La storia del Pozzo di Gammazita, oggi umile cortile Perla della passeggiata a mare più antica d’Europa

Ma poi, chissà la gente che ne sa,
chissà la gente che ne sa,
dei suoi pensieri sul cuscino che ne sa,
della sua luna in fondo al pozzo che ne sa,
dei suoi pensieri e del suo mondo.

(Francesco De Gregori)

I viaggiatori del Gran Tour lo conoscevano, anzi, ne andavano matti. Ne amavano raccontare la complessa vicenda di quella eroica fanciulla che, durante il Vespro, preferì la morte al disonore per mano del vile soldato. Amavano dipingerlo in romantiche gouace dalle tinte ocra, dove il cielo azzurro non stonava con le mirabili quanto minacciose rocce etnee, figlie della natura, e nemmeno con l’antropica scala che giungeva al fondo grazie a un complesso sistema di terrapieni. Un intreccio visivo, emotivo e di storie narrate.

Il Pozzo di Gammazita non è mai stato solo un pozzo, anzi, non è mai stato nemmeno un vero pozzo, trattandosi di un abbeveratoio per cavalli. Qui erano le mura di città, erette su un suolo sabbioso, e forse la fanciulla leggendaria si gettò giù da una torre, perduta con il risanamento voluto dall’imperatore Carlo. La storia di Gammazita riecheggiava ancora dopo quasi tre secoli, il suo sangue ancora imbrattava il fondo della fontana e la cortina di mura della Marina venne pietosamente battezzata in memoria della vicenda. Nel 1621, ad opera del viceré Francesco Lanario di Carpignano, la fonte venne adeguata come abbeveratoio e da qui partiva la più antica passeggiata a mare che l’Europa ricordi. La passeggiata, decorata con alberi e panchine, venne lastricata coi resti dell’Acquedotto romano e trova una insolita e attenta descrizione in Giovanni Verga: «Vestito che fu Pietro i due amici andarono alla Marina. I viali erano affollatissimi; la musica eseguiva le più appassionate melodie di Bellini e di Verdi; un bel lume di luna si mischiava alle vivide fiammelle dei lampioncini, sospesi in festoni agli alberi, che illuminavano i viali.
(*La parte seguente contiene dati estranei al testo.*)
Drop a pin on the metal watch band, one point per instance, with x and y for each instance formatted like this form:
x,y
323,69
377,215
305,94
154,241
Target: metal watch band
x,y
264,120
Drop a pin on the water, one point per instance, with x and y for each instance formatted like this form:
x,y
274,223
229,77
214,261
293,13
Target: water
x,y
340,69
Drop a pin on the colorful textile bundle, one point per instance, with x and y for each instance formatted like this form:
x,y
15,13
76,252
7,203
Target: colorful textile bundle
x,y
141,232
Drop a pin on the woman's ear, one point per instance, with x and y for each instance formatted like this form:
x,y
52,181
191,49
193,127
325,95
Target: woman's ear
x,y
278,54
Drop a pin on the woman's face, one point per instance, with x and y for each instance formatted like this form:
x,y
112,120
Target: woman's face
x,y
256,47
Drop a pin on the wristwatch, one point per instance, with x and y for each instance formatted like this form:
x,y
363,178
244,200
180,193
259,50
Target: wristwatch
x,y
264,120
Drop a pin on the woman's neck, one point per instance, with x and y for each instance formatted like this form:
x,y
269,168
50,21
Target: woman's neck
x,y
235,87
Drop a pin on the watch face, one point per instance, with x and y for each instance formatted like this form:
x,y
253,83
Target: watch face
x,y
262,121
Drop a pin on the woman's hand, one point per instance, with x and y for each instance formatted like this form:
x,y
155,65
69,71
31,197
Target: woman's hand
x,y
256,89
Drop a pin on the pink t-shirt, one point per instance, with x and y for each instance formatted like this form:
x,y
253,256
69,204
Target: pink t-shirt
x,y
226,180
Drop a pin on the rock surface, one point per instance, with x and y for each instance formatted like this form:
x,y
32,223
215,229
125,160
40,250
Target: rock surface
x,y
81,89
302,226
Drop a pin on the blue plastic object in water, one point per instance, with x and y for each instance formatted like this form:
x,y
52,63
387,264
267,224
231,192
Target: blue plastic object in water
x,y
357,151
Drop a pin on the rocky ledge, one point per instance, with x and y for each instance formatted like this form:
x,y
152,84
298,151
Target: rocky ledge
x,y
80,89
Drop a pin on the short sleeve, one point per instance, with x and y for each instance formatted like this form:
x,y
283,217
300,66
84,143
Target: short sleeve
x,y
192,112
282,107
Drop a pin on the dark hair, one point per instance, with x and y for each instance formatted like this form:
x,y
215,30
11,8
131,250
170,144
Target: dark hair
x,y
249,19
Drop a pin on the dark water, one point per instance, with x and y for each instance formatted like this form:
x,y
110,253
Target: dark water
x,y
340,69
Era una di quelle sere incantate che si passano su queste spiaggie del Mediterraneo, in cui lo specchio terso ed immenso del mare, che riflette tremolante il raggio dolce e pacato della luna, sembra servire di cornice al quadro allegro, vivace, animato, che formicola colle sue mille seduzioni sotto gli alberi». Si estendeva dalla nostra fonte fino alla chiesupola del Salvatore alla Marina, arroccata sugli scogli come un castello di fantasmi (e ancora una volta è Verga a tramandare il racconto degli spiriti che la inquietavano).

La minaccia della lava nel 1669 spinse la popolazione a riempire di massi e macerie il fonte, affinché esso si potesse recuperare dopo il cataclisma e così fu. Una lunga scalinata era però necessaria a raggiungere il fondo, dove ancora il sangue di Gammazita faceva da monito e ispirava poeti. Fu così che da fontana divenne pozzo. La lava non inghiottì solo l’abbeveratoio, ma giunse fino alla Porta dei Canali, arrestandosi alla fontana che le diede il nome, dove erano raccontate le vicende fantasiose di Amenano e della ninfa Gammazita, giustificazione secentesca di tal nome. 
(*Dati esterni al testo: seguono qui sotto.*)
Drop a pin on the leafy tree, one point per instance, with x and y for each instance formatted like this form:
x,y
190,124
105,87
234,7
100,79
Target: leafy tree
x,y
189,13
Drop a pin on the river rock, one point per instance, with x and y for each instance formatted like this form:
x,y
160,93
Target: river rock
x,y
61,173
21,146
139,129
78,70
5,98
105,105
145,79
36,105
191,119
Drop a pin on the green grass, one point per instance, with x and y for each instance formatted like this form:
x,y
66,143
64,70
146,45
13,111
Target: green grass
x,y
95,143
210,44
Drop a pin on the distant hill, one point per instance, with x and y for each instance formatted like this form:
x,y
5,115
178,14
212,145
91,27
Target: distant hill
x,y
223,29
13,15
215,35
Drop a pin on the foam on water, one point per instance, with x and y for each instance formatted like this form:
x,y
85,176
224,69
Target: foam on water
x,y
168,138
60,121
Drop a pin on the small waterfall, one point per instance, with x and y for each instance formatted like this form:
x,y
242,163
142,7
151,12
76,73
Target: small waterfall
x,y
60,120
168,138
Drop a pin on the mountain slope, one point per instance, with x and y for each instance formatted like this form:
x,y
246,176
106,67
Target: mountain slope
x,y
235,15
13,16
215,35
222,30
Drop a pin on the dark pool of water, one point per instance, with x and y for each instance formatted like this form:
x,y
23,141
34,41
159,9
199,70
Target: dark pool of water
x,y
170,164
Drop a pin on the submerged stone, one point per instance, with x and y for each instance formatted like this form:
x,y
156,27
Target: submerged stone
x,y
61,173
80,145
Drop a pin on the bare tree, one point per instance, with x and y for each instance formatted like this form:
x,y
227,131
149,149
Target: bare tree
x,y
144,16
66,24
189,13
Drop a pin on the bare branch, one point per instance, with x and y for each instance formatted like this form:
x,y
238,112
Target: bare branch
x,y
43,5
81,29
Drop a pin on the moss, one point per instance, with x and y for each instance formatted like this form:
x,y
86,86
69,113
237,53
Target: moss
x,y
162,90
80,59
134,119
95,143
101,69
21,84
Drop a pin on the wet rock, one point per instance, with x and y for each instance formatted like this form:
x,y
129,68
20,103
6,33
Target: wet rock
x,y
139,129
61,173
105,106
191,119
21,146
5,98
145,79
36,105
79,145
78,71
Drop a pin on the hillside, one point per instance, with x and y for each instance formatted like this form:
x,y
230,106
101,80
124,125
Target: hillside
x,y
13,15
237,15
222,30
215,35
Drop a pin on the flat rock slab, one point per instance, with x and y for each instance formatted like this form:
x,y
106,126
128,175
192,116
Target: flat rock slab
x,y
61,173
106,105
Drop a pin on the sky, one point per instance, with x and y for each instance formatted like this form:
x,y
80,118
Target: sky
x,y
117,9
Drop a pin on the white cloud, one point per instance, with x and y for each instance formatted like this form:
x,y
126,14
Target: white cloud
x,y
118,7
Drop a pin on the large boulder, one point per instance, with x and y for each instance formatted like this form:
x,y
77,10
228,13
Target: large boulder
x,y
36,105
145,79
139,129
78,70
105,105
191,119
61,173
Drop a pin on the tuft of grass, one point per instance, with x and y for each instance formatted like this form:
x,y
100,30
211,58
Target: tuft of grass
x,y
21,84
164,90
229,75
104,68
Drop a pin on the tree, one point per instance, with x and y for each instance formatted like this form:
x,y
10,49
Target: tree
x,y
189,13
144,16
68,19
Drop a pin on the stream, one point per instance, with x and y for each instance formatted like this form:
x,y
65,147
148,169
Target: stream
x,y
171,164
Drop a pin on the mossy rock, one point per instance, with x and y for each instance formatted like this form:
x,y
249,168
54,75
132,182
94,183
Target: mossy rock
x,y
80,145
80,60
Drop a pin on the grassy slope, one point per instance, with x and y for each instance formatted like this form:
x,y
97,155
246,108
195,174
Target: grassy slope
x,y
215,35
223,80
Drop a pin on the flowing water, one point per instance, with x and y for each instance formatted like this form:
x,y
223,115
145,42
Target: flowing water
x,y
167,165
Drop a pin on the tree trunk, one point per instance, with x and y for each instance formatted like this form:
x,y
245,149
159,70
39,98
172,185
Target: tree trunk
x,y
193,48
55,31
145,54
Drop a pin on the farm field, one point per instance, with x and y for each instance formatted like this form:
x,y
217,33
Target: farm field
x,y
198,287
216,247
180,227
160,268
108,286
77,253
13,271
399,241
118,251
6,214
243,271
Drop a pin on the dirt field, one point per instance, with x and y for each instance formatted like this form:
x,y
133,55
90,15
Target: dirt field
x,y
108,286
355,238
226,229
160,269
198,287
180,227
Quasi metà della passeggiata rimase così perduta per sempre, l’altra metà conobbe un nemico assai più temibile di ogni cataclisma: il progresso. Su progetto dell’ingegnere Petit si provvide a erigere gli Archi della Marina, destinati a cambiare per sempre il volto della città giungendo dal mare, mentre sotto il regime fascista si pensò bene di dare il colpo di grazia alla memoria di quella splendida passeggiata con una nuova colata, non più di lava, ma di cemento: nasceva il molo Crispi che allontanò Catania dal suo mare.
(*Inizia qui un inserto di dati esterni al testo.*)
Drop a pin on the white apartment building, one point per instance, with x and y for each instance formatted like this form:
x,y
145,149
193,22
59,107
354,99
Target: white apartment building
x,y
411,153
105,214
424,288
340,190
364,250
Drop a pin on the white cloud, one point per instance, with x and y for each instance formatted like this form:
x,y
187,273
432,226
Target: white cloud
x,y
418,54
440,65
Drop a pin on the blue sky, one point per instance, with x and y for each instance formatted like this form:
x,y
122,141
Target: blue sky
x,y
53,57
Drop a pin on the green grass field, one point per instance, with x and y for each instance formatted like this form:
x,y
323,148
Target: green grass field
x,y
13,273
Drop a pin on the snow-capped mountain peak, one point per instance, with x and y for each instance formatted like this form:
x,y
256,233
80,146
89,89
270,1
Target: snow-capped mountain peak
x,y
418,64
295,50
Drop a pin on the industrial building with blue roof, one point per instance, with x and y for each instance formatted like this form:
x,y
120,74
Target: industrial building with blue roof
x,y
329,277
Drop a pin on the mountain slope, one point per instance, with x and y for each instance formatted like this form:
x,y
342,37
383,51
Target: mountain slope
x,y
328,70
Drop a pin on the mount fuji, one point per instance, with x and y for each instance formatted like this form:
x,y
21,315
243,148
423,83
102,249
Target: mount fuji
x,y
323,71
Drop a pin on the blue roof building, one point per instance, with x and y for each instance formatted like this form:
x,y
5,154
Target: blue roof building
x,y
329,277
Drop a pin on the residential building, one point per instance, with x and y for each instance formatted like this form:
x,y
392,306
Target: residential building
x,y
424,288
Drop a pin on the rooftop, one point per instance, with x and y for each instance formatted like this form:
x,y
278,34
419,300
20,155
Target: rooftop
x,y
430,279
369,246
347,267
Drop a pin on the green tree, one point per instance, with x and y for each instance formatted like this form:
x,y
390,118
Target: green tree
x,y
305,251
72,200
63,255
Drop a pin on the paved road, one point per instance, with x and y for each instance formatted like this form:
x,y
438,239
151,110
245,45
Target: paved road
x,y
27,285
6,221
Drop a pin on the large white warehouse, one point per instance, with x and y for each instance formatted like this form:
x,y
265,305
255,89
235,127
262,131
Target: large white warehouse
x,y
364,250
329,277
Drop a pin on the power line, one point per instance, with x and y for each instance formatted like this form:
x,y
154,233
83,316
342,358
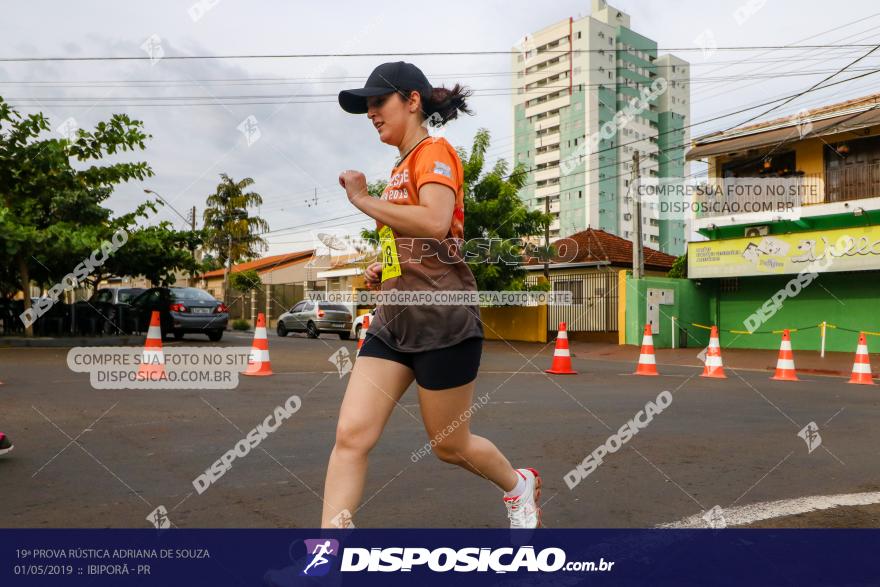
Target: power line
x,y
414,53
810,89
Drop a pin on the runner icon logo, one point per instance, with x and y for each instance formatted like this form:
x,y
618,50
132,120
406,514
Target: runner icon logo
x,y
321,554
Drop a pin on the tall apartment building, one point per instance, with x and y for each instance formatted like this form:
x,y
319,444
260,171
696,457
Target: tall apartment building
x,y
571,78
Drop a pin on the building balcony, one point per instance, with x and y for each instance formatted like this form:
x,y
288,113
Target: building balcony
x,y
549,173
852,189
548,105
547,140
546,72
548,122
548,157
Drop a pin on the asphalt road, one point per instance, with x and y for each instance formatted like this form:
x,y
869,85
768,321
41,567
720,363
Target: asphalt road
x,y
107,458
Il Pozzo nel frattempo diventava un umile cortile, circondato da certa brutta e instabile edilizia popolare e veniva inghiottito ancora una volta. Il resto è storia nota: i tossicodipendenti lo presero di mira e fu un privato a chiuderne l’accesso abusivamente, pur preservandolo. Una delle infinite perle che costituiscono la ricca collana di Catania, tanto nota ai viaggiatori del Grand Tour, quanto sconosciuta persino dal sindaco della sua stessa città.